Of course, it is good to export Hazelnuts to Italy, Tomatoes to Russia, to increase tourism revenues and to be one of the largest contract manufacturers in textiles, but it is impossible to reach the 2023 targets with this type of export structure or to remain in the G20 ten years later. We are the country with the lowest production and export of high technology in the G20. According to the latest data, 2.6% of our total exports. In this way, we need to know that we need to attach importance to innovation, technology, R&D, system, engineering and branding in order to stay in the race. We should not forget that we are as strong as the size of our national added value.

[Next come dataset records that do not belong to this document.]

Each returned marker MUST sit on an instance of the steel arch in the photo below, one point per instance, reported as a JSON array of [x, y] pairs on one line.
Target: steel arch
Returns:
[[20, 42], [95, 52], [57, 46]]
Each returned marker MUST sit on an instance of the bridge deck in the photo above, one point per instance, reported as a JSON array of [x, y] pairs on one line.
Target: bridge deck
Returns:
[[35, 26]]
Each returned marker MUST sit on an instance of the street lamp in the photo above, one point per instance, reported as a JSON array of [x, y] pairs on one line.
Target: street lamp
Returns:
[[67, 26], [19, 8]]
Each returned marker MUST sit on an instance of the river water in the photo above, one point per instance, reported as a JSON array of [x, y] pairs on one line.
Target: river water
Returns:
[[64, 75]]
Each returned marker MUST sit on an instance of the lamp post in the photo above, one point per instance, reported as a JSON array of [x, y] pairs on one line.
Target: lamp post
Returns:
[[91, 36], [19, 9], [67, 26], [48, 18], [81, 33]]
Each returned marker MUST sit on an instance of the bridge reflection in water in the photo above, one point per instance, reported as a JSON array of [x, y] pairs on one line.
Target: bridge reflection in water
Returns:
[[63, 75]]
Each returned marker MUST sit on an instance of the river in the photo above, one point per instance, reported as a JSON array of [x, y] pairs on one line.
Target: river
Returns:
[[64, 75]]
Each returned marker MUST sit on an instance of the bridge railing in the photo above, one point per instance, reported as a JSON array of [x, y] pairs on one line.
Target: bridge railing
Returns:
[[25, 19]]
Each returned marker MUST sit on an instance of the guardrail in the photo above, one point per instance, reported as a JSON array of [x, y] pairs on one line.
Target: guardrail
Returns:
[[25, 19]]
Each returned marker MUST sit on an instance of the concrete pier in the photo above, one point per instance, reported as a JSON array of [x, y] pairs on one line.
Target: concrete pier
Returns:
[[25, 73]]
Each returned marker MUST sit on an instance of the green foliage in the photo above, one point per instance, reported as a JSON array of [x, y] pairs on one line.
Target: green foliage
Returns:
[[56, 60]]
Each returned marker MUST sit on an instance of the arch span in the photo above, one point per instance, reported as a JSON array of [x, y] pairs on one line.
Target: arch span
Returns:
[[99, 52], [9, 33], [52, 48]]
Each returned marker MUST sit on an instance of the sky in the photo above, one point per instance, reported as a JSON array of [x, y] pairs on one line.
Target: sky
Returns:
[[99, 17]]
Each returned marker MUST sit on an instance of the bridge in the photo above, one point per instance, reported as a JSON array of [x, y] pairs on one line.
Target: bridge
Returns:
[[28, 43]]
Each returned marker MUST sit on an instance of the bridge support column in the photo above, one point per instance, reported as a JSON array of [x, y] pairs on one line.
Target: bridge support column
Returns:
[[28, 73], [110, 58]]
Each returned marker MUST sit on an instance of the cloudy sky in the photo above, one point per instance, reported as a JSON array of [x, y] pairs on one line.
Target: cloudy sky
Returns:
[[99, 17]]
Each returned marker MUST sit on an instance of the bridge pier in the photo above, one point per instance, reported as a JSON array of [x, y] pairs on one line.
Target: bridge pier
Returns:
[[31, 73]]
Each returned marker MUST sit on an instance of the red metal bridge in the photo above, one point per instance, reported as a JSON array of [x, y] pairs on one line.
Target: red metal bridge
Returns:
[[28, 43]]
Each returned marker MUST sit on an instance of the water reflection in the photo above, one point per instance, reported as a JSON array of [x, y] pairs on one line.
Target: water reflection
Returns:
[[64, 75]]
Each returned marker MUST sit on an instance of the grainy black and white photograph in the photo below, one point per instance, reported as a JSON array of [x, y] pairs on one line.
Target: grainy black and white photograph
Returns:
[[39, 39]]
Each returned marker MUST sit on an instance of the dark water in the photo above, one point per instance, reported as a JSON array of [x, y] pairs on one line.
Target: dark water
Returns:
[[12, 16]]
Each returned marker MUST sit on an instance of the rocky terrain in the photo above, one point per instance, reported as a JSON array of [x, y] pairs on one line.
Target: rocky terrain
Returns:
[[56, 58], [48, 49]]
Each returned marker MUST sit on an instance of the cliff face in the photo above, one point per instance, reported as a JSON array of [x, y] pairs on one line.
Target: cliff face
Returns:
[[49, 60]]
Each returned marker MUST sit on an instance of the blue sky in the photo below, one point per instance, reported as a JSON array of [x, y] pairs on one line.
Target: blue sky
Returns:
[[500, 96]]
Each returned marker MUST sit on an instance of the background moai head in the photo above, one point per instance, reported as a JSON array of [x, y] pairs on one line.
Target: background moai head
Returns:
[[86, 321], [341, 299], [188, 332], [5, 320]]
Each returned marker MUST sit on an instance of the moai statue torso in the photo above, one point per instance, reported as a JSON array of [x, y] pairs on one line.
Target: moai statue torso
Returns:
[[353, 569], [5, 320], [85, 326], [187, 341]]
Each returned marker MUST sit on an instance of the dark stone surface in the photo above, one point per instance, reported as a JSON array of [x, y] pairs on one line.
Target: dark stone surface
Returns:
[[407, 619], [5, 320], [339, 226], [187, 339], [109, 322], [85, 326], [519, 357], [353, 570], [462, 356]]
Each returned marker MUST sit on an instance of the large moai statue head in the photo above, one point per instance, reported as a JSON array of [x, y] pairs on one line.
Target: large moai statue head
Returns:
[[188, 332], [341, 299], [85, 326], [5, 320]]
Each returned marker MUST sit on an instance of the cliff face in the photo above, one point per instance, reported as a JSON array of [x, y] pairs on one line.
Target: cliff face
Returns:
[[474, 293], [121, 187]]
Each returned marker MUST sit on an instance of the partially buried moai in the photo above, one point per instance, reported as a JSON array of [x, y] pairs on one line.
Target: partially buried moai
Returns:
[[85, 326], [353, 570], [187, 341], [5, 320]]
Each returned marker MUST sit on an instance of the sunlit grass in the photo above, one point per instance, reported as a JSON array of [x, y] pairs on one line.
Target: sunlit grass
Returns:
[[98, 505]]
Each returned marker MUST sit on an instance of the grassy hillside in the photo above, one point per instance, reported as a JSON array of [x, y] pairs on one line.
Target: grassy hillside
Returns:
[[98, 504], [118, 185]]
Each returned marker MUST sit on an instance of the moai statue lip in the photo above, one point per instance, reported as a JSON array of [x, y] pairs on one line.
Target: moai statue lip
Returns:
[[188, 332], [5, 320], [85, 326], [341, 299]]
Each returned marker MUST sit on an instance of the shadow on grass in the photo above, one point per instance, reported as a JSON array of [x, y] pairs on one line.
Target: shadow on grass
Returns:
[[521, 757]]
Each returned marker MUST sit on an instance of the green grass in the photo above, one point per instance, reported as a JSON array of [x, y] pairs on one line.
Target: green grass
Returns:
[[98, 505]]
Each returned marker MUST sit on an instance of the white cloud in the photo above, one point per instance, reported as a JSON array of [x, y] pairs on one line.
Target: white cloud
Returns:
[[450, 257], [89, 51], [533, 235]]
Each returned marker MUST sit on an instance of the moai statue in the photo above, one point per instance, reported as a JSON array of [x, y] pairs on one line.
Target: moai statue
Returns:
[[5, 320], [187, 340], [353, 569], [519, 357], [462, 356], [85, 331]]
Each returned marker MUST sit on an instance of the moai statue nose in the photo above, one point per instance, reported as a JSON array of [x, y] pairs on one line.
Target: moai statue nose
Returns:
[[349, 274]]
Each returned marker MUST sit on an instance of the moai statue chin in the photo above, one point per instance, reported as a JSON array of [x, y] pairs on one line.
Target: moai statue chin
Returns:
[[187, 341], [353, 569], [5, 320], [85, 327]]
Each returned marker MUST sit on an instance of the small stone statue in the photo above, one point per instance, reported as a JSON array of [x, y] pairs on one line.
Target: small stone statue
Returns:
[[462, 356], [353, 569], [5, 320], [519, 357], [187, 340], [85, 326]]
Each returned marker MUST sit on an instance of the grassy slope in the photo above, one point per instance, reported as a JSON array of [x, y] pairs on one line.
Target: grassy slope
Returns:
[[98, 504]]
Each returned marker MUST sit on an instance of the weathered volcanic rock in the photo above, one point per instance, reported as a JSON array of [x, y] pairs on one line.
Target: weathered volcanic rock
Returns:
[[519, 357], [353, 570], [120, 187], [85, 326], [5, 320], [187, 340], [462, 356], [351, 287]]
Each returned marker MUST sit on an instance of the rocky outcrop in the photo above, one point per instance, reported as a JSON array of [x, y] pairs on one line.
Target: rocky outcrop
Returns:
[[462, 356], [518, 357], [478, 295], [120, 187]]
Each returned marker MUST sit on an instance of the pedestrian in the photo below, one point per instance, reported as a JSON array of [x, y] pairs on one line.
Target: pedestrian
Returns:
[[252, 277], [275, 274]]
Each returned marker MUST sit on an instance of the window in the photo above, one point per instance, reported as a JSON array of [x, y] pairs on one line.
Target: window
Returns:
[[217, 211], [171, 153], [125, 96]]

Sakıp Sabancı, one of the most important values Turkey has cultivated, summarizes the issue of added value as follows;
“It is getting harder and harder to achieve success day by day. In my father's time, stuffing cotton into a sack and packing more cotton into a sack during the day was a success. It was considered a greater success to carry the cotton that was collected from the field and pressed into the sacks to the foreign ship and sell it at the quay. Then someone separated the core from the cotton with a simple machine (the cotton gin). They were called fabricators. Being a fabricator was considered a great achievement. Another one passed the separated seed between two presses and extracted the oil. He became a successful oil manufacturer. Then, the one who made the cotton yarn was considered successful, and the one who weaved the cloth from the yarn was considered successful. The one who sent the cloth to Italy and dyed it was deemed successful, and the one who managed to dye the cloth dyed in Italy in Turkey received a medal. Today, these are still being done in underdeveloped countries. Today, these are not considered world-class achievements. Worldwide success is not about weaving the best fabric. It's not about making the best clothes out of the best fabric, either. Success is creating a very high added value by transforming the best fabric into clothes according to the best drawing and attaching a brand to it. To wrestle with this brand of clothing in the world market… Now the measure of success is world measure.”
Finally, it should be noted that trade is very much linked to foreign policy. It becomes almost impossible for you to establish a commercial relationship with a country where your political relations have been severed. Therefore, there is always a need for a more grounded and peaceful foreign policy. The principle of “Peace at home, peace in the world” is a principle we need in every situation.